Bruce Springsteen - Darkness on the edge of town

Entrare nei meandri del rock americano vuole anche dire risalire piano piano la corrente e ri-scoprire - perchè di nuova scoperta non si può parlare - album la cui importanza è stata fondamentale per la definizione (azzarderei anche, costruzione) di un genere. Tra questi, è impossibile non annoverare Darkness on the edge of town di Bruce Springsteen.

Pubblicato il 2 Giugno del 1978, Darkness on the edge of town è certamente un disco spigoloso, di cui si intravedono sin dal primo ascolto le caratteristiche del capolavoro, ma che ti lascia entrare con parsimonia. Lontano dallo sfavillìo del predecessore Born to run, nonostante non siano passati nemmeno tre anni, in Darkness...ad essere mutato è soprattutto l'indole del Boss, che dopo la speranza e gli accordi maggiori a potenziare la verve di Born to run, inizia il suo percorso doloroso di narrazione della middle class americana, degli operai e di tutto quello strato sociale impossibilitato a godere del sogno americano. Per dirla con un bellissimo verso di "Badlands": "Lavorare nei campi finchè non si brucia la schiena/Lavorare sotto le ruote finchè non si apprendono le cose" ed ancora "I poveri saranno ricchi/ Ed i ricchi diverranno Re/ e un Re non è mai soddisfatto/finchè non governa su tutto". 

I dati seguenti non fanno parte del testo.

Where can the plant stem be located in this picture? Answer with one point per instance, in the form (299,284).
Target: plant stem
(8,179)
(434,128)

Ad introdurci nel disco è proprio l'iniziale "Badlands", in realtà l'unico brano in cui lo stile musicale ha un filo diretto inestricabile con Born to run, con le sue tastiere a fare da asse portante al ritmo incalzante della sezione ritmica, mentre le chitarre contribuiscono a rendere solenne e quasi marziale la cavalcata sonora. Un brano perfetto, non a caso sin da subito uno dei più amati della discografia del Boss, con quel ritornello innodico da stadio, nonostante un testo che - lo abbiamo visto - è tutto tranne che un inno di gioia da scandire insieme. Ecco un altro codice del nuovo rock americano: dietro una musica trascinante, un testo quasi da denuncia, un metodo di scrittura che - ovviamente - farà scuola. 

Già con la seconda track l'aria si fa dannatamente pesante. E' il momento dei chitarroni hard di "Adam raised a cain", brano quasi unico nella discografia Boss. L'Adamo ed il Caino del testo sono ovviamente simbolismi del rapporto padre/figlio, nel quale il figlio eredita contro la sua volontà i peccati del padre. "Sei nato in questa vita pagando/Per i peccati di qualcun altro/Papà ha lavorato tutta la vita per niente altro che dolore/Ora cammina per queste stanze vuote cercando qualcosa su cui buttare la colpa/Tu erediti i peccati, erediti le fiamme/Adamo ha allevato un Caino". E stavolta, in modo totalmente diverso da "Badlands", la musica enfatizza il clima tormentato del testo, con una rabbia sonora che Springsteen non replicherà più: le chitarre sono taglienti, il riff è semplice e quindi ipnotico, i suoni distorti come non mai. Una parte della critica sostiene che "Adam raised a Cain" sia l'unica canzone fuori contesto nel set di Darkness on the edge of town, io invece credo sia essenziale per dare un senso all'intero disco ed al nuovo mood narrativo di Springsteen, tra l'altro introducendo un nuovo volto della E-Street Band, una macchina da guerra che sa destreggiarsi benissimo anche nel rock più duro.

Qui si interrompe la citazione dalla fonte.